The fall of France in June 1940 gave the U-boats bases on the Atlantic coast, increasing their range and the threat they posed to the sea lanes. Over the autumn, Allied losses rose sharply. A significant growth in U-boat production from spring 1941 allowed Dönitz, the U-boat commander, to exploit new tactics whereby his submarines attacked in groups or "wolf packs". In response, the Royal Navy, with the help of the Royal Canadian Navy, extended the convoy system right across the North Atlantic. Intelligence successes allowed evasive routeing of convoys away from danger and reduced losses for the rest of 1941.

After America's entry into the war the unpreparedness of the US Navy allowed the Germans to wreak massive destruction amongst shipping on the American eastern seaboard during the first half of 1942. When the situation was stabilised by the introduction of a convoy system, the wolf packs returned to mid-Atlantic.

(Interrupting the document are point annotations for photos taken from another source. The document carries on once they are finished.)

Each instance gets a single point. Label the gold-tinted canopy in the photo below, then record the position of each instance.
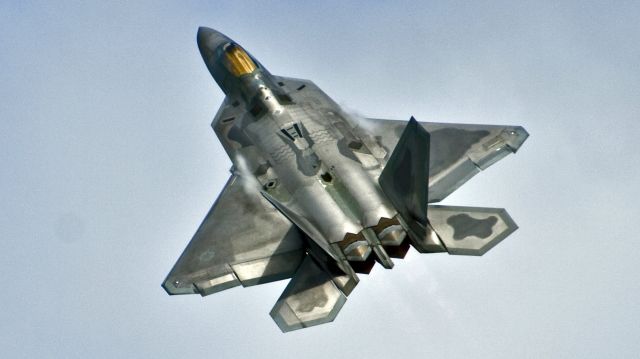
(238, 61)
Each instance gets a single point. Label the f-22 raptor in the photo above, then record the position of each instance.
(318, 195)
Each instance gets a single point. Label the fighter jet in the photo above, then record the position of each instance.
(319, 195)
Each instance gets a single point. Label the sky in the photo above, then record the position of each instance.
(109, 165)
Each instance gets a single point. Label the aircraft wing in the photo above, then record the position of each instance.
(243, 240)
(458, 151)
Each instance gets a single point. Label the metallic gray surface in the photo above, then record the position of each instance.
(470, 230)
(311, 298)
(317, 194)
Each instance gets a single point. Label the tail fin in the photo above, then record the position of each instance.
(405, 181)
(405, 177)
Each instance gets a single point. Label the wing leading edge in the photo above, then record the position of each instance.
(243, 240)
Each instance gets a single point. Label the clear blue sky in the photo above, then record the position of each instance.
(109, 165)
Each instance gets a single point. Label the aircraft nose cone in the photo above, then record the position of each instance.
(209, 40)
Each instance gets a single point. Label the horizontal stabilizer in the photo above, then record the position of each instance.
(470, 230)
(311, 298)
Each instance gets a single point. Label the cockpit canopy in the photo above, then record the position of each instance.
(236, 60)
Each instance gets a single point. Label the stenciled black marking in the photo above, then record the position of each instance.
(466, 226)
(236, 135)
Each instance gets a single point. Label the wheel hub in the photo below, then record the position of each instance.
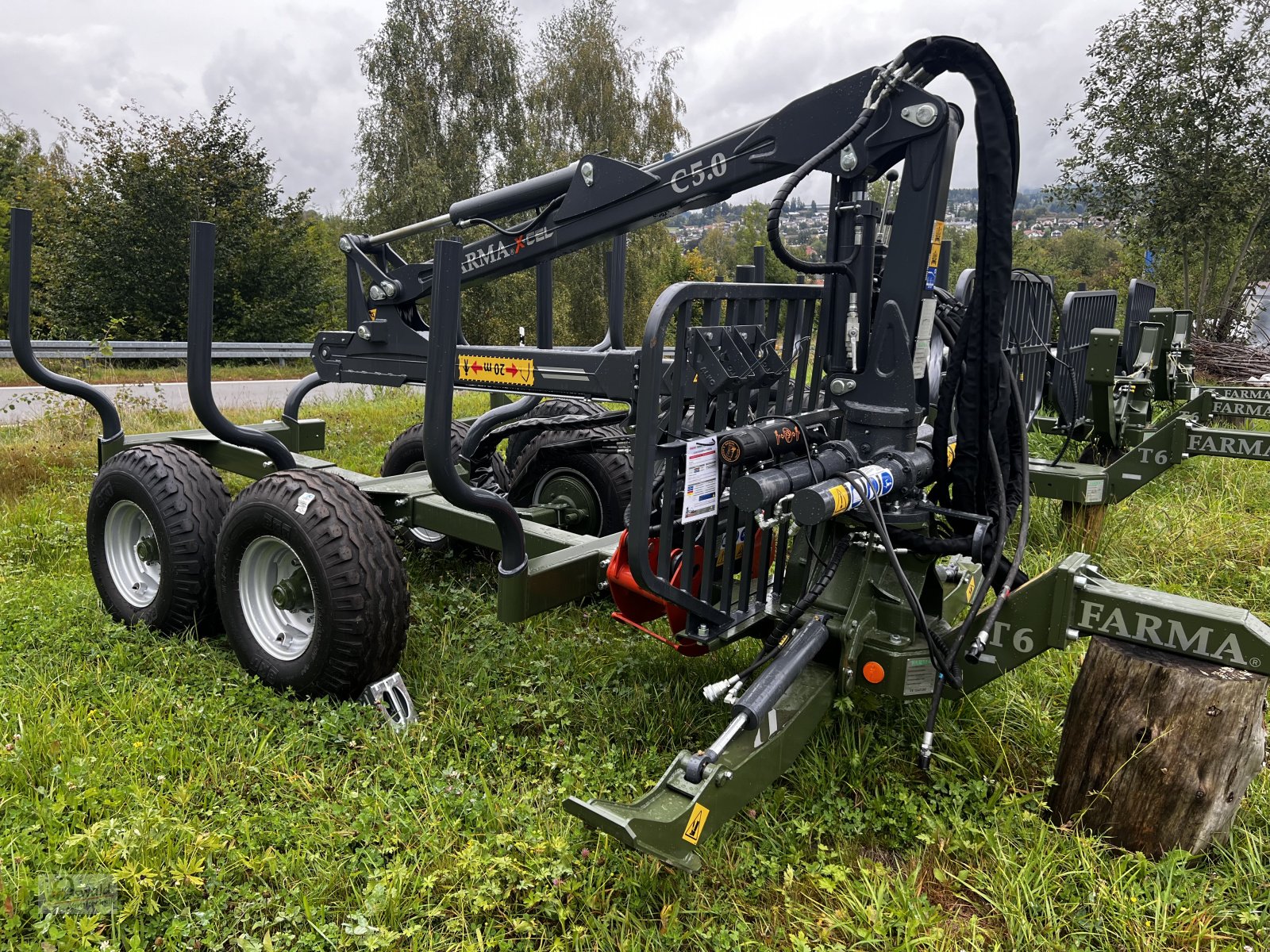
(133, 554)
(575, 498)
(276, 596)
(148, 550)
(292, 592)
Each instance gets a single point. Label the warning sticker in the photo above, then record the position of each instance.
(696, 823)
(702, 480)
(937, 245)
(510, 371)
(918, 677)
(841, 499)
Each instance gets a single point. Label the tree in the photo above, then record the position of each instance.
(444, 108)
(584, 95)
(122, 264)
(463, 106)
(31, 178)
(1172, 140)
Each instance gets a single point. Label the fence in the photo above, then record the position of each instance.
(158, 351)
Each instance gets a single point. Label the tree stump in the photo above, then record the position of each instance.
(1083, 524)
(1157, 749)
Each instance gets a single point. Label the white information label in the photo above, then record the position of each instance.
(922, 349)
(702, 479)
(1094, 490)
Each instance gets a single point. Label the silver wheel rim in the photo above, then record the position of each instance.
(133, 554)
(285, 631)
(425, 537)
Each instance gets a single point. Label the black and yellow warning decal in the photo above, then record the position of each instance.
(937, 244)
(505, 371)
(696, 823)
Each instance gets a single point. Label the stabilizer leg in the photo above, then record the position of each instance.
(677, 816)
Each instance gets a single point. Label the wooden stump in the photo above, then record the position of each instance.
(1083, 524)
(1157, 749)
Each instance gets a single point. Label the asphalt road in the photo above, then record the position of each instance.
(18, 404)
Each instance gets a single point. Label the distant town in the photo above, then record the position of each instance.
(804, 224)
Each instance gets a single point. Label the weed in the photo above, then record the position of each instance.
(234, 818)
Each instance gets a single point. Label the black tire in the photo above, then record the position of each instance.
(552, 406)
(607, 476)
(359, 600)
(175, 494)
(406, 455)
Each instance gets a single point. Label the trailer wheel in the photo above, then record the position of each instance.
(406, 455)
(556, 406)
(152, 520)
(595, 488)
(311, 587)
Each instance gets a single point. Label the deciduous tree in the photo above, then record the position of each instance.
(1172, 140)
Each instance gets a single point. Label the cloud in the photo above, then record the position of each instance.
(295, 73)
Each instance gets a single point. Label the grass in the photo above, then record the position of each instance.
(152, 371)
(233, 818)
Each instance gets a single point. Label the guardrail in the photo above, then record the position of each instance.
(158, 351)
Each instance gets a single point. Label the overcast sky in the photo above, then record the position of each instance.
(294, 65)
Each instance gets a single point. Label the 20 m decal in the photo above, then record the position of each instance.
(505, 371)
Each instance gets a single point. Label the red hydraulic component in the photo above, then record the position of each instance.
(637, 605)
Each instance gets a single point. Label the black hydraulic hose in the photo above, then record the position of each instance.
(19, 330)
(438, 406)
(198, 355)
(783, 194)
(1024, 524)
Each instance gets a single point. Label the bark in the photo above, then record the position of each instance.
(1244, 253)
(1157, 748)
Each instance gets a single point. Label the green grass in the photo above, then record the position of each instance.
(235, 818)
(152, 371)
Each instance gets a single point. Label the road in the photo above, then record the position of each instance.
(19, 404)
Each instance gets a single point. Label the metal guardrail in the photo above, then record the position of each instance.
(158, 351)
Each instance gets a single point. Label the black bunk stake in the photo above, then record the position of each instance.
(438, 404)
(198, 355)
(19, 330)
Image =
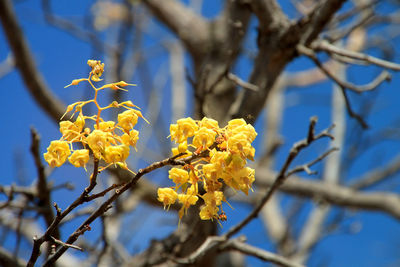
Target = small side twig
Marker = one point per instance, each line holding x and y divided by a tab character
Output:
59	242
232	77
345	85
306	167
282	175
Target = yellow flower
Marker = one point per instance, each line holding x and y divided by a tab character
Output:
57	153
187	126
69	130
248	130
183	129
127	119
238	143
204	138
214	198
219	158
167	195
178	176
208	212
97	69
114	154
244	178
105	126
209	123
131	138
187	200
79	158
232	124
98	141
211	171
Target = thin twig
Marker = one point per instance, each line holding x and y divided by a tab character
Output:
232	77
324	45
106	205
282	175
59	242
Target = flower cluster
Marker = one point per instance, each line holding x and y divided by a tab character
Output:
108	140
219	157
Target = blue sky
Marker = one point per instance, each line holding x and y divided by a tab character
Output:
61	57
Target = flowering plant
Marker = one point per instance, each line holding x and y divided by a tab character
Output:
217	156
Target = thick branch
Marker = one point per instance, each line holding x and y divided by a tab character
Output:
323	45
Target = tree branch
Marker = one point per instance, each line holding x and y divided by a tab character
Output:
282	175
182	21
25	63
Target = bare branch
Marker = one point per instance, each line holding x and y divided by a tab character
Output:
7	259
25	63
318	19
384	76
373	177
323	45
388	203
59	242
262	254
232	77
282	175
182	21
306	167
42	187
106	205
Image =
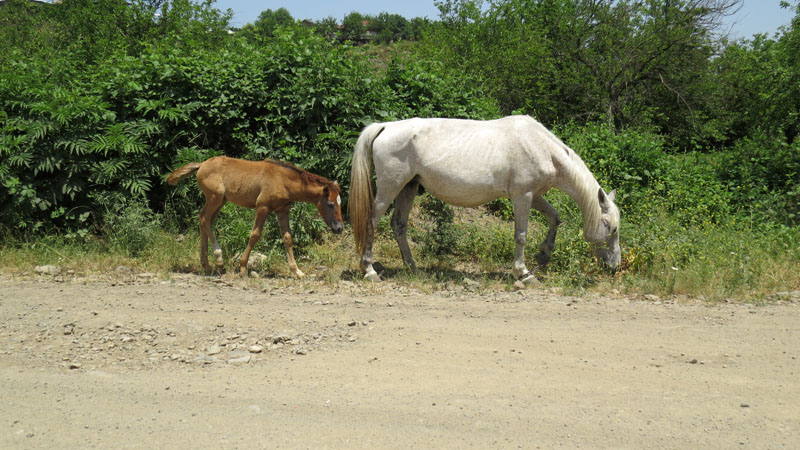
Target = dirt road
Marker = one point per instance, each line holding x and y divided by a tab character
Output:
188	362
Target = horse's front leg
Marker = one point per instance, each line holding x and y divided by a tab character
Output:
283	222
255	235
522	207
549	243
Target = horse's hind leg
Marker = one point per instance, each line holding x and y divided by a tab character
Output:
402	207
283	222
549	243
386	193
255	235
207	217
522	208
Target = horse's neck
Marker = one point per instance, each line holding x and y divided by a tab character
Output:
579	183
304	192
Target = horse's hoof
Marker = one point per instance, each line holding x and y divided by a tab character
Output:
542	259
528	279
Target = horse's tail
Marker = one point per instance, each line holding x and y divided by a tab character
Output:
361	196
182	172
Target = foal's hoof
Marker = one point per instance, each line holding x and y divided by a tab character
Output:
528	279
372	276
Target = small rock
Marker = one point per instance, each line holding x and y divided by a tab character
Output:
213	349
239	358
470	283
205	359
47	270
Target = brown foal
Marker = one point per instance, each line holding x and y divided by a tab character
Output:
267	186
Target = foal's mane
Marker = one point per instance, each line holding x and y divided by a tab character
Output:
304	175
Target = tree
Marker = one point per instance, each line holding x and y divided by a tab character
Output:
266	24
623	62
352	26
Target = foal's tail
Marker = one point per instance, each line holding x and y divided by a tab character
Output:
361	196
182	172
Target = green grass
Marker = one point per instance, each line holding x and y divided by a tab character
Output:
742	260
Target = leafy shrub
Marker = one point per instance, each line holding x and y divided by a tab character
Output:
441	236
763	175
130	225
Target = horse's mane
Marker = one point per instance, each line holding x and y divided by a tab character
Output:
585	187
304	175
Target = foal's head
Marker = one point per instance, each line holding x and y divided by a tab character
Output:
329	205
604	235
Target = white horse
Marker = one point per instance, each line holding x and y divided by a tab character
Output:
469	163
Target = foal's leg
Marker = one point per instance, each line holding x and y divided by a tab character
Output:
283	222
255	235
208	215
402	207
522	208
549	243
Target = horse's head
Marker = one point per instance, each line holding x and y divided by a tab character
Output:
329	206
604	234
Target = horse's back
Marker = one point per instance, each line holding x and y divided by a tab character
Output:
467	162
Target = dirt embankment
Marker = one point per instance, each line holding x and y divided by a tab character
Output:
192	363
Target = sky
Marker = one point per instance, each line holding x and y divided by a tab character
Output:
755	16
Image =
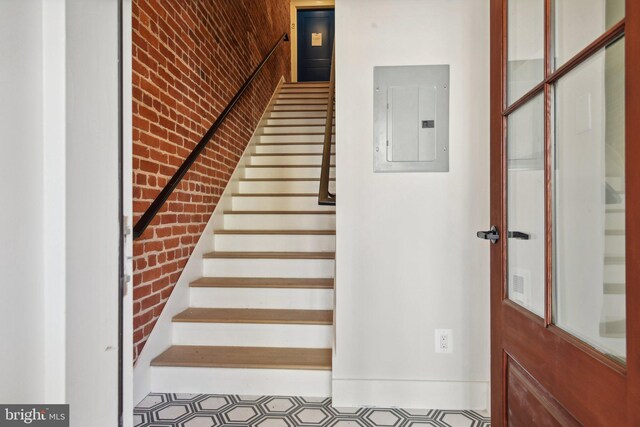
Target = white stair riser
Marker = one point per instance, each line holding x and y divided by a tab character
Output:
260	382
294	129
614	220
297	148
277	203
310	121
283	187
614	246
295	172
297	108
269	298
613	305
290	160
293	138
274	243
295	268
252	335
616	182
293	113
614	273
280	222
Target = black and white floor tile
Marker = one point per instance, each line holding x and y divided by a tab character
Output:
207	410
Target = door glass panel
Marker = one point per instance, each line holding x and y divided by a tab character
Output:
589	202
580	22
525	204
525	61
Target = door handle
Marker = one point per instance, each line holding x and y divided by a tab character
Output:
519	235
492	235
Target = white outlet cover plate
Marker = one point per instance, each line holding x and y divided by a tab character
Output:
448	333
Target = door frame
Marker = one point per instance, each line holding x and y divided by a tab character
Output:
559	345
293	39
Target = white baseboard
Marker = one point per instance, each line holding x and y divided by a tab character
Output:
459	395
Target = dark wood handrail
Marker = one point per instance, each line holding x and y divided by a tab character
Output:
161	199
324	196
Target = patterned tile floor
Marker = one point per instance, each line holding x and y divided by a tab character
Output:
207	410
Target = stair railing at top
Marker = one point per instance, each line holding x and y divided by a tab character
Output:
163	196
324	196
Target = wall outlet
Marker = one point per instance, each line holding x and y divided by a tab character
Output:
444	340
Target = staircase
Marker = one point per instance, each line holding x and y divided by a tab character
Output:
613	318
260	319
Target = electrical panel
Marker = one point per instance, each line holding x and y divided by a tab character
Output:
411	118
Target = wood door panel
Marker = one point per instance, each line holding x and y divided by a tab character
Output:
540	374
530	404
584	384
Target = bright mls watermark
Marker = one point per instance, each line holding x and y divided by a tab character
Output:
34	415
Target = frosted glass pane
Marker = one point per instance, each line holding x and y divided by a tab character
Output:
525	202
580	22
589	202
525	61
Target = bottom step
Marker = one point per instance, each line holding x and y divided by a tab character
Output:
245	357
248	382
243	370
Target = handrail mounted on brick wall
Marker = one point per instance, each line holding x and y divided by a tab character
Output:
325	197
163	196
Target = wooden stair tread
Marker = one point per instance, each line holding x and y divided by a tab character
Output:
285	232
293	143
293	126
255	316
312	95
284	154
294	133
286	166
262	282
274	195
245	357
269	255
280	212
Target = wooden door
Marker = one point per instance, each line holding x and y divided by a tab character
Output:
565	200
315	44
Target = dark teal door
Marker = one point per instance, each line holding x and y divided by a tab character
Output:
315	43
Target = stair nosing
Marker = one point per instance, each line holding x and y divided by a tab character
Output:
254	316
245	212
282	179
262	283
274	195
233	363
269	255
286	154
277	232
286	166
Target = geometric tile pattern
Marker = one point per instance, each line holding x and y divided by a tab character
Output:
208	410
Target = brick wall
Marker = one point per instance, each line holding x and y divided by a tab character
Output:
189	59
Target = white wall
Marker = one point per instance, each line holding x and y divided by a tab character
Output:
408	261
93	214
21	193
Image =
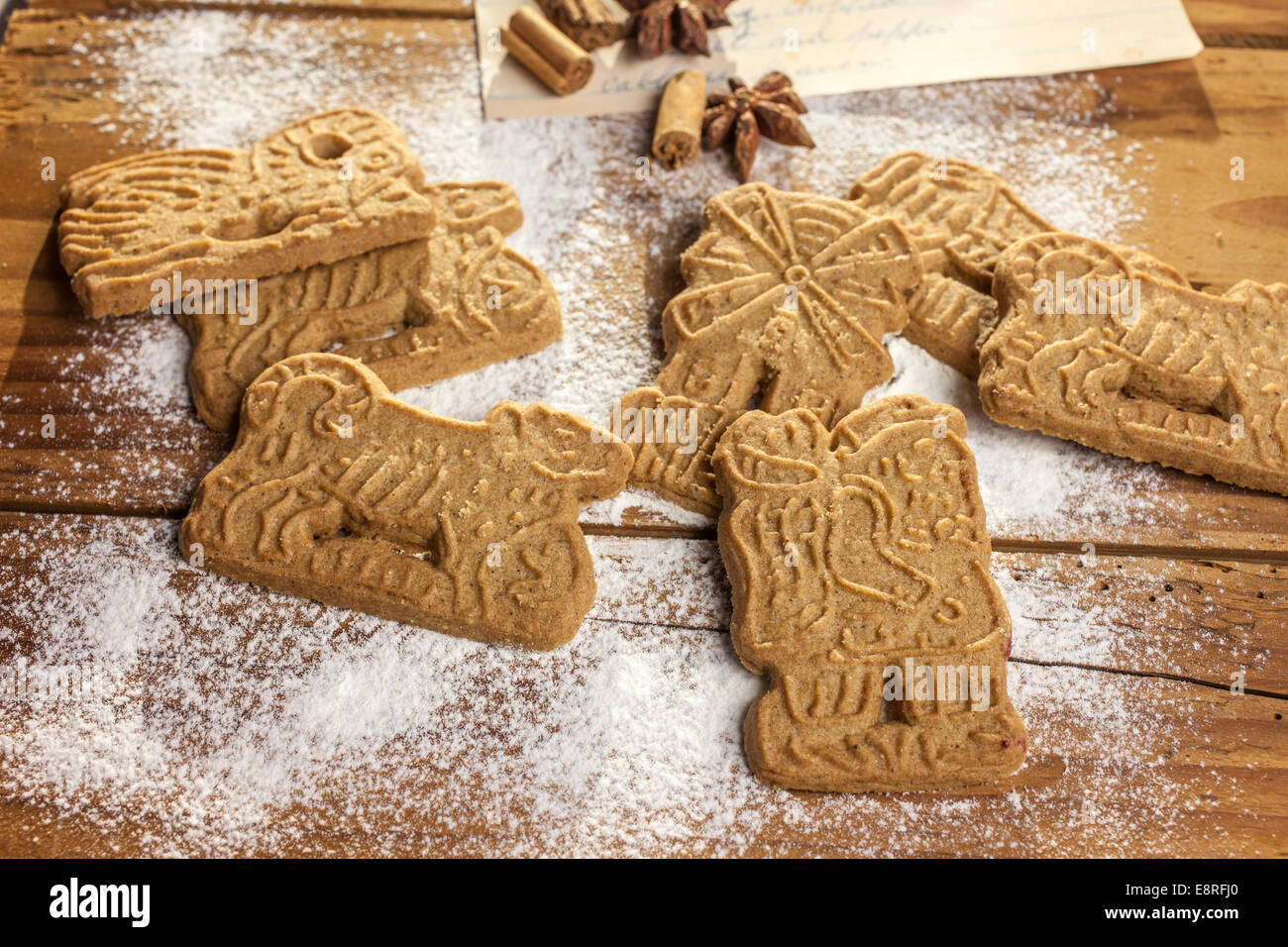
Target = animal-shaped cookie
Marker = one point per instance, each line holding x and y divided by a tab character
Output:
859	565
961	217
1094	348
413	313
336	491
789	299
317	191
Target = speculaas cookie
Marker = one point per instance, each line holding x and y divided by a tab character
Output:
413	313
859	566
1094	348
789	299
320	189
338	491
961	217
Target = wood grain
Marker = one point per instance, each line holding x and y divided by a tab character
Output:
1159	616
1218	762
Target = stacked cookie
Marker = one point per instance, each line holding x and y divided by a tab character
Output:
321	237
317	272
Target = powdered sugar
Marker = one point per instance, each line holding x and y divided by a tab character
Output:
227	719
608	228
237	719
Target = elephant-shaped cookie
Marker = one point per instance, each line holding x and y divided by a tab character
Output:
336	491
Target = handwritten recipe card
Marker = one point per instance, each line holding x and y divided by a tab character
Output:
845	46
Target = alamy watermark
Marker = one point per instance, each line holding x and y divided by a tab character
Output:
647	425
1087	296
215	296
947	684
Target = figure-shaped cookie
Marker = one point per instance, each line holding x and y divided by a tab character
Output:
317	191
961	217
1093	348
861	585
789	299
339	492
413	313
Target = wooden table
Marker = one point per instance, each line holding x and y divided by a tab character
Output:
1209	579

The massive success of their onslaught was helped by the Allies' temporary loss of ability to read U-boat signals. By the end of 1942, Allied shipping was in crisis.

Losses reached devastating levels again in March 1943 but, thereafter, very effective Allied counter-measures including the introduction of escort support groups, some with aircraft carriers, and Very Long Range aircraft to close the air gap in mid-Atlantic quickly brought a decisive end to the U-boat threat. Although U-boats would continue to operate until the end of the war, the Germans had lost the Battle of the Atlantic by the end of May 1943.



Atlantic convoy in rare good weather

U Boats and wolf packs:

By the beginning of 1942, the U-boats were using the Rudeltaktikwolfpacks consisting of as many as 40 submarines to attack Allied convoys. While this tactic helped minimize the losses of experienced crews, it also pitted the U-boats against Allied escorts. Over the next 18 months the escorts will steadily improve their submarine fighting capabilities.



U Boat shadowing a convoy during the day! This has to be in the early years of the WW2, for a U boat to be on the surface this close to a convoy, as at this time apart from maybe the odd catapult ships, there wouldn't have been air cover and not sure where if any the escort ships might have been?


Typical U boat of the era.


When a oil tanker went up, it was very rare for any of the crew to survive, for even if you jumped over board, the flaming oil would spread across the surface of the water very quickly(not good).


The hunter becomes the hunted!

If you want to see two very good movies that tell both sides of the battle in a non glorified way then you shoud see Das Boot (The Boat) 1981, an excellant movie from the German side of things, well worth seeing and the other movie is the Cruel Sea 1953:

The Cruel Sea is a powerful film that puts you in the battle of the Atlantic. The black and white photography unintentionally conveys the gritty reality of a grim war.(Somebody has said that World War II was a war fought in black and white.) And although the special effects are primitive by today's standards, they are still pretty impressive. The film is an prime example of the post war school of British cinema before it was subsumed by Hollywood. It is a fine film, a fine war film and a fine piece of accurate history.

This movie has a special meaning for me as the ships in it, Corvettes are the same in which my grandfather fought in and he always said they were so bad that they would 'roll on wet grass'. not what you wanted in winter in the Atlantic!!